Dottor Spada, Don Giacomo Alberione sosteneva che se San Paolo fosse nato nel Ventesimo secolo avrebbe svolto la professione di giornalista…

Infatti. Che piaccia o no, che sia giusto o no, oggi i mezzi di comunicazione di massa sono in qualunque Paese la principale fonte di cultura. Essi formano, o deformano, le coscienze dei nostri giovani, ma anche dei nostri adulti e dei nostri anziani. Sembrerà cinico, ma chi non detiene i mezzi di comunicazione oggi non conta nulla. È assolutamente decisivo che i cristiani agiscano di conseguenza. Occorre scoprire, o riscoprire, una dimensione di autentica militanza ecclesiale all’interno dei grandi organi di comunicazione di massa.

Il mondo dell’informazione, non solo in Italia, è però dominato da gruppi dichiaratamente “laici”: che quindi, sulla carta, rivendicano l’assenza di una visione del mondo globale. Mass-media che si vorrebbero il più possibile neutrali, “imparziali”. Eppure è ben ravvisabile in essi una sorta di filosofia implicita, dotata di precise coordinate a livello di valori e antropologia di riferimento. Qual è, se esiste, la Weltanschauung comune ai media laici?
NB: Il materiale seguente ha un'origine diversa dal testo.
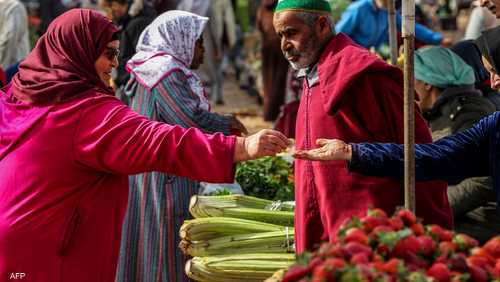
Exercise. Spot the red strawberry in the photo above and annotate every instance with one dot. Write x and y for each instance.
(377, 258)
(407, 216)
(360, 258)
(477, 261)
(407, 245)
(376, 212)
(493, 247)
(447, 248)
(483, 253)
(396, 223)
(439, 233)
(353, 248)
(370, 222)
(335, 263)
(375, 234)
(458, 262)
(415, 262)
(356, 235)
(418, 229)
(378, 266)
(465, 242)
(322, 273)
(427, 245)
(478, 274)
(440, 272)
(493, 272)
(393, 266)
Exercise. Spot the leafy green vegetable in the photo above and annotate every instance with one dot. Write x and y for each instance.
(268, 178)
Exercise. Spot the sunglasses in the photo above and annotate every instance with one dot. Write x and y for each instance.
(111, 53)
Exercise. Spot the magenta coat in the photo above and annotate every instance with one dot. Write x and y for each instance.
(64, 181)
(359, 98)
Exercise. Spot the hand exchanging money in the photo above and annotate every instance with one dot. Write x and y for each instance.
(263, 143)
(330, 150)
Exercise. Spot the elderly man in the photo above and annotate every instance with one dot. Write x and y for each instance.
(492, 6)
(352, 95)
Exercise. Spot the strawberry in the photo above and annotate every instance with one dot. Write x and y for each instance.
(370, 222)
(417, 277)
(477, 261)
(418, 229)
(483, 253)
(447, 248)
(335, 263)
(359, 258)
(396, 223)
(407, 216)
(440, 233)
(493, 272)
(458, 262)
(478, 274)
(376, 212)
(415, 262)
(353, 248)
(406, 245)
(382, 229)
(493, 247)
(427, 245)
(322, 273)
(356, 235)
(465, 242)
(440, 272)
(378, 266)
(393, 266)
(459, 277)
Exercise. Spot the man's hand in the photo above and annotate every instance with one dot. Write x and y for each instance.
(491, 5)
(264, 143)
(446, 42)
(236, 124)
(330, 150)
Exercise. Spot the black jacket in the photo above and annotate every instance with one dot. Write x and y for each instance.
(457, 109)
(130, 31)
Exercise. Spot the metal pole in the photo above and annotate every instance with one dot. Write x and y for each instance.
(408, 31)
(393, 33)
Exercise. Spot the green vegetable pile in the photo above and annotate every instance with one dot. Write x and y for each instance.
(268, 178)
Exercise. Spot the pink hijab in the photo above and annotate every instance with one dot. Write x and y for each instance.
(60, 68)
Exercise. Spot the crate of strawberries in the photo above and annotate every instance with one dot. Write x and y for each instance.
(398, 248)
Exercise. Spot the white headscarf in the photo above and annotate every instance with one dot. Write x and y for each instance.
(199, 7)
(166, 45)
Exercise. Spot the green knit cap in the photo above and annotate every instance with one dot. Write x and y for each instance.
(315, 6)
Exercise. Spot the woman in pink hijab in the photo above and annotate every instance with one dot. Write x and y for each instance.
(67, 146)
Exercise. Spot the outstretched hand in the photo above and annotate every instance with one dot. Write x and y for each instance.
(263, 143)
(330, 150)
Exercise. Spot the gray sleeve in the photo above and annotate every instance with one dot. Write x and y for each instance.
(470, 194)
(475, 25)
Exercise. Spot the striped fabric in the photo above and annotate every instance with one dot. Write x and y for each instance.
(158, 203)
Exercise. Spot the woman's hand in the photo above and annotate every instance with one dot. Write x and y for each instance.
(330, 150)
(263, 143)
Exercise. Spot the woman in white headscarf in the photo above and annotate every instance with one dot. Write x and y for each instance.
(163, 87)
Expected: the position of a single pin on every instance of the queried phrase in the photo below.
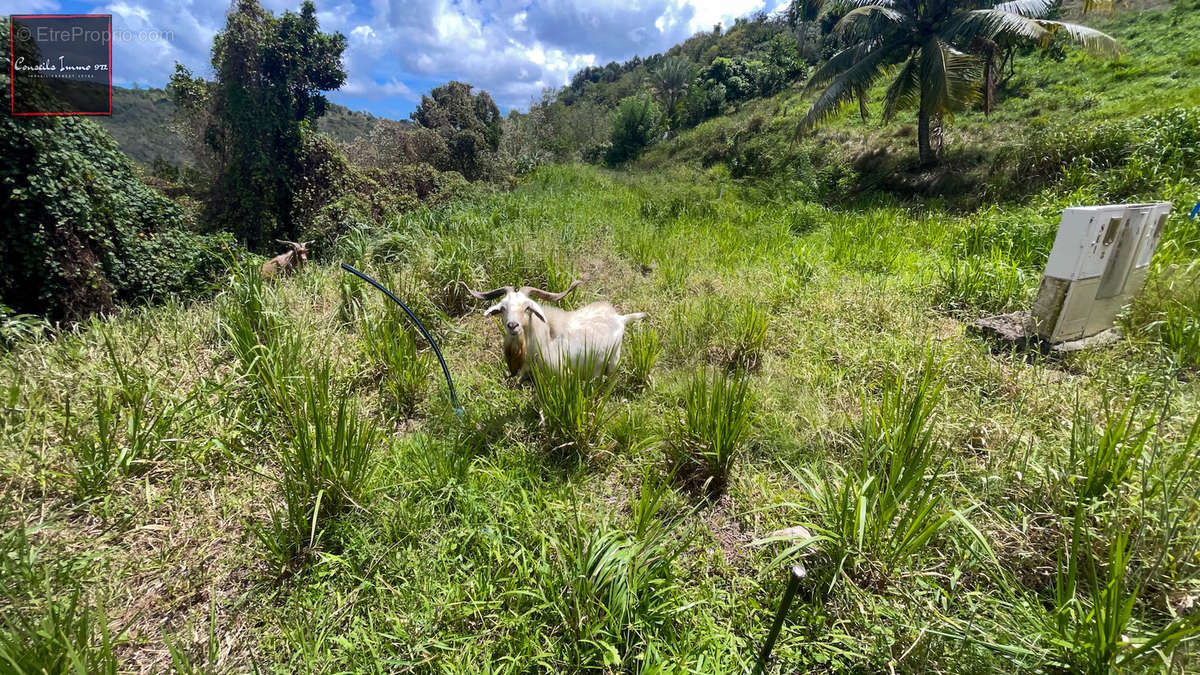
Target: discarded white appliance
(1097, 266)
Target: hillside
(142, 125)
(279, 477)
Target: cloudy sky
(399, 49)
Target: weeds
(389, 342)
(887, 507)
(1179, 333)
(717, 420)
(1097, 465)
(621, 591)
(324, 470)
(574, 401)
(982, 284)
(750, 335)
(46, 628)
(643, 352)
(1092, 635)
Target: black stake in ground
(420, 327)
(793, 583)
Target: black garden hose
(420, 327)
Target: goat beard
(514, 353)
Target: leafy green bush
(82, 231)
(634, 125)
(573, 401)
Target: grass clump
(718, 411)
(621, 593)
(324, 469)
(871, 518)
(389, 342)
(750, 335)
(642, 353)
(573, 400)
(46, 623)
(987, 284)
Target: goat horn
(490, 294)
(546, 294)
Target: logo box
(60, 64)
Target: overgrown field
(276, 478)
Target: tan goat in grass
(288, 261)
(589, 334)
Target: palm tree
(670, 81)
(928, 46)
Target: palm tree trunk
(927, 151)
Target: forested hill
(142, 125)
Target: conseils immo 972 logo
(60, 64)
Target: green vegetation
(256, 125)
(82, 232)
(275, 478)
(144, 127)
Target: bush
(82, 231)
(633, 129)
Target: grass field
(276, 478)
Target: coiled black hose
(420, 327)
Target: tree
(633, 129)
(270, 73)
(671, 79)
(928, 45)
(469, 124)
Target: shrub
(468, 123)
(717, 420)
(634, 124)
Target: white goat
(287, 261)
(589, 334)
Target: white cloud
(399, 48)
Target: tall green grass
(642, 353)
(621, 591)
(389, 341)
(268, 348)
(887, 507)
(573, 401)
(47, 625)
(718, 411)
(324, 464)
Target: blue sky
(399, 49)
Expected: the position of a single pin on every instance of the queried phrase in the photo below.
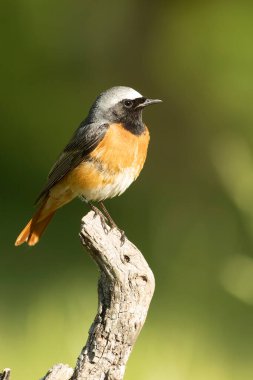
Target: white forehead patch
(114, 95)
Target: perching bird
(104, 156)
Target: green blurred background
(190, 212)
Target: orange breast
(112, 166)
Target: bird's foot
(122, 237)
(103, 219)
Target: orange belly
(111, 167)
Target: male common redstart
(104, 156)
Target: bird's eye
(128, 103)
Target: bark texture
(125, 289)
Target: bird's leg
(112, 223)
(102, 216)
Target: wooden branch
(125, 289)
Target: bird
(104, 156)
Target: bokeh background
(190, 212)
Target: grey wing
(85, 139)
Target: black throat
(133, 123)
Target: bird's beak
(147, 102)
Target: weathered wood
(125, 289)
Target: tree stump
(125, 289)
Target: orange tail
(33, 230)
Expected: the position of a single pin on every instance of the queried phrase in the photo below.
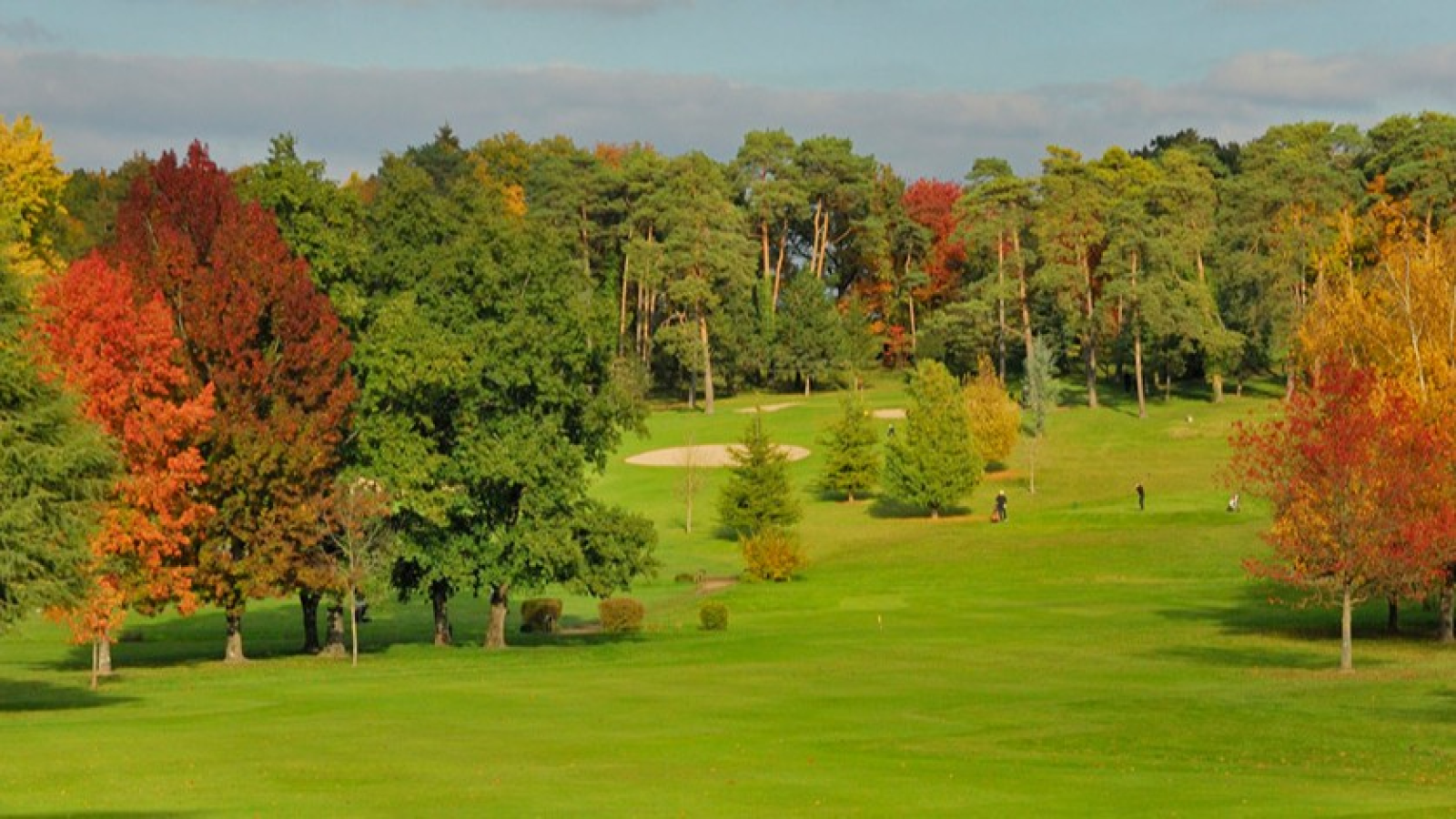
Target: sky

Le parole “media” e “imparzialità” non vanno assolutamente d’accordo. Un mezzo di comunicazione oggi non è uno strumento neutro, ma un’arma potentissima utilizzata dagli editori (coadiuvati da altre figure, dagli autori in giù, ognuna portatrice di una determinata soggettività, di una formazione, di obbiettivi…) per veicolare ben precisi contenuti. Ed è giusto così: certo, poi tutto dipende appunto dal contenuto, dal messaggio. Il problema è che l’idea di chi sta dietro ai grandi media “laici” è molto chiara: per governare le coscienze delle persone, ottenendo su di loro un potere molto forte, è necessario abbattere tutti quelli che sono i riferimenti, tutto ciò che può rendere le persone libere e responsabili: la famiglia, il mondo scolastico libero (quello che sorge dalla società civile), i valori morali e religiosi… Se ad esempio si agisce nella sfera dell’amore e del sentimento dequalificando il matrimonio, come ogni altro legame stabile e duraturo, i singoli diventano delle banderuole in balia di tutte le correnti, vittime di una sostanziale solitudine esistenziale. A questo punto diventano manipolabili a piacimento dai “padroni del vapore”: ecco l’obbiettivo. Si cerca di smontare tutti i riferimenti certi, perché il telespettatore o l’ascoltatore veda in te, Grande Comunicatore, l’unica guida. Da qui il ruolo e l’appeal quasi da guru di tutti i falsi maestri, opinionisti, divi, presentatori televisivi… La gente guarda la TV nei momenti di svago, senza rendersi conto del fatto che serata dopo serata assorbe messaggi impliciti e ben calibrati che vanno tutti nella medesima direzione.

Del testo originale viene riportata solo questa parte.